Working as an independent professional is becoming a more popular option to consider when planning your next career move. An article posted on GigaOM.com earlier this month predicts that "by 2020, independent workers will be the majority." Gene Zaino, CEO and President of MBO Partners, who made the prediction, further stated that "this independent way of work is here to stay."
What is independent work? You may have heard of independent contractors, freelancers, the self-employed, contingent workers, and independent consultants. All of these titles are used to describe those usually hired on short-term, project-based contracts, and often by larger companies to address specific issues or problems. They aren't employees of the hiring organization, but are instead contracted to perform specific tasks for agreed-upon compensation. The work itself may be in a physical office location, potentially requiring travel, or in a virtual setting, in which communication and collaboration take place online.
Tracking the Trends
The idea of independent work is not a new one. Daniel Pink's 1997 Free Agent Nation article in Fast Company cited the existence of 25 million independent workers making their living as self-employed individuals, independent contractors, and temporary workers "in a land of exiles, an economic Elba." The number of workers in this land has grown since Pink's article and subsequent book, and continues to expand as more people seek out alternatives to traditional employment scenarios.
There are multiple factors contributing to the continued growth of this sector of employment. According to a CNN Money report last year, traditional full-time positions with benefits are becoming a thing of the past. Companies driven by economic uncertainty, a desire to reduce costs, and reluctance to commit to long-term employment situations, are relying more heavily on independent workers to meet their needs. Many workers turn to independent work as a way to supplement their incomes, and it is often an option for those who have been laid-off from traditional positions. Others are also choosing freelance options over traditional employment citing greater freedom and flexibility related to "being your own boss."
While independent work may not be applicable to all job fields, you will find these opportunities in a variety of contexts ranging from sales to nursing and beyond. Search for "independent contractor" on large employment sites such as CareerBuilder.com to find additional examples.

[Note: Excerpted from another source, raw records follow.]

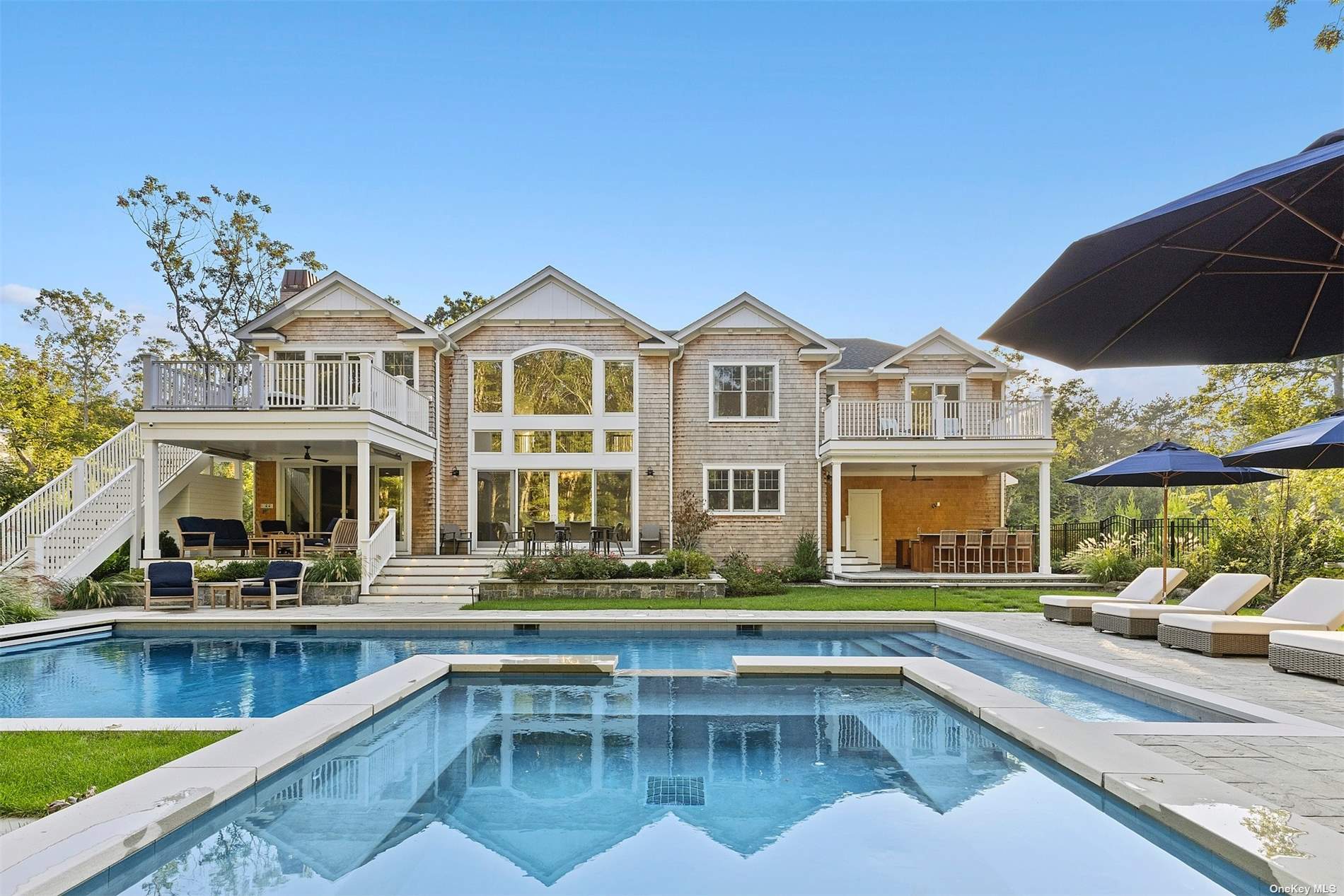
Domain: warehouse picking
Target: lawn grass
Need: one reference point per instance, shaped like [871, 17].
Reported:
[825, 598]
[38, 767]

Preparing for Independent Work
Have you ever thought about being a free agent? What are your areas of expertise? According to a survey conducted by MBO Partners, a company that provides general business management and administrative support for independent contractors, 70% of today's independent workers consider themselves to be experts within their career fields. This expertise usually includes an advanced set of skills as well as accomplishments in the areas of education and training.

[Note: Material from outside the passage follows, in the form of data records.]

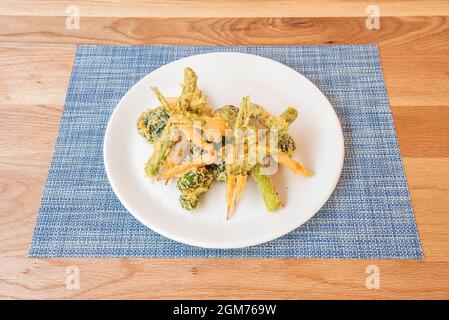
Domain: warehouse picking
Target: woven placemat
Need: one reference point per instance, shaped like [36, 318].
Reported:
[369, 214]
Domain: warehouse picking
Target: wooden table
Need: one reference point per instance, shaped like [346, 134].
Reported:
[36, 52]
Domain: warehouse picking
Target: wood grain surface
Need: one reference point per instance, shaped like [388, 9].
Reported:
[36, 53]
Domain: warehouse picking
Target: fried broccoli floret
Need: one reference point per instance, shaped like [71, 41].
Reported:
[152, 122]
[218, 171]
[228, 113]
[189, 199]
[195, 178]
[193, 183]
[286, 144]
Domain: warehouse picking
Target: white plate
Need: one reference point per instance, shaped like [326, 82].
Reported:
[225, 78]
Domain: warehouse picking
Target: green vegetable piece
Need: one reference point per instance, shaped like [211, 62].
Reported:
[228, 113]
[266, 188]
[289, 115]
[195, 178]
[286, 144]
[151, 123]
[189, 199]
[218, 170]
[161, 151]
[191, 98]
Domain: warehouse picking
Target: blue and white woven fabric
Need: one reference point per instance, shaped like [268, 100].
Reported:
[369, 214]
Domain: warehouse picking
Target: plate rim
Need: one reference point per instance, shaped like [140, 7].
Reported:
[202, 243]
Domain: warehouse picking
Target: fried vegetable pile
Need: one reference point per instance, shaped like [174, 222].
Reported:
[199, 146]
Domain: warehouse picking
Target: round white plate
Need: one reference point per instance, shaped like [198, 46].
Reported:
[225, 78]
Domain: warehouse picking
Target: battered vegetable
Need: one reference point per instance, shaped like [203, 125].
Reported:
[224, 145]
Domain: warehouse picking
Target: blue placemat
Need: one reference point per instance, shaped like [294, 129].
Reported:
[368, 216]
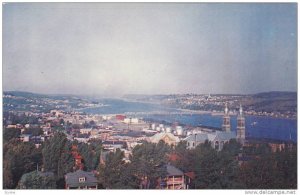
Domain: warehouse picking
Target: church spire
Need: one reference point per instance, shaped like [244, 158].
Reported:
[241, 110]
[241, 130]
[226, 120]
[226, 108]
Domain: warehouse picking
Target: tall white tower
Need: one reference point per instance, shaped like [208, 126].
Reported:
[226, 120]
[241, 130]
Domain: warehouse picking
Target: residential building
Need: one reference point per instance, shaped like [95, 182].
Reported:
[217, 139]
[80, 180]
[168, 138]
[175, 179]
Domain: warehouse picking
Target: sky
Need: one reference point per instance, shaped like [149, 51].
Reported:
[149, 48]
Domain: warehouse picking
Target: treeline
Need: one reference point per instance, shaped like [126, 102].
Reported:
[235, 167]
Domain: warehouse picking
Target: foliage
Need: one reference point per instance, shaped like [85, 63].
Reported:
[37, 180]
[215, 170]
[148, 162]
[19, 158]
[115, 174]
[186, 158]
[35, 131]
[90, 153]
[57, 156]
[269, 170]
[10, 133]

Determining whether you are an employee or contractor in a given employment scenario can be challenging, but it's an important distinction for all involved. The U.S. Small Business Administration (SBA) provides a list of characteristics that help to define an independent contractor as someone who:
- Operates under a business name
- Has his/her own employees
- Maintains a separate business checking account
- Advertises his/her business' services
- Invoices for work done
- Has more than one client
- Has own tools and sets own ours, and
- Keeps business records.
As with most employment situations, independent work presents both advantages and disadvantages. Working independently may give you that "I'm my own boss" perspective and flexibility, and allow you to work on projects that you are interested in, since you ultimately decide whether or not to pursue and sign a contract. Some independent workers argue that they have more job security than traditional workers, because they usually work with multiple clients at any given time. In this case, if one contract should fall through, they can still earn income through their remaining projects.
Challenges for independent workers include providing their own health insurance and managing their own retirement investments. These and other benefits of traditional full-time employment are not usually part of contract work. Independent workers are also continuously involved in marketing and business development to find potential clients and secure future contracts, ensuring a steady source of income. Both independent workers and their clients should also be aware of state and federal tax implications related to independent contracting. Independent contractors are responsible for reporting their income and calculating taxes owed.
Find out more about what it's like to be an independent worker before you take the plunge:
- Contact the SBA, including local resources such as their Small Business Development Centers and SCORE chapters staffed with volunteer mentors.
- Talk with the professionals at your school's career center and network with alumni who are currently working as entrepreneurs, freelancers, and in temporary contract positions.
- Learn about the intricacies of hiring contracts before you sign, and compare different models for establishing your pay rate.
There are many more factors to consider. Add independent work scenarios to your career exploration and job search efforts, along with traditional employment options. Be open to exploring many different opportunities as you move forward with your research.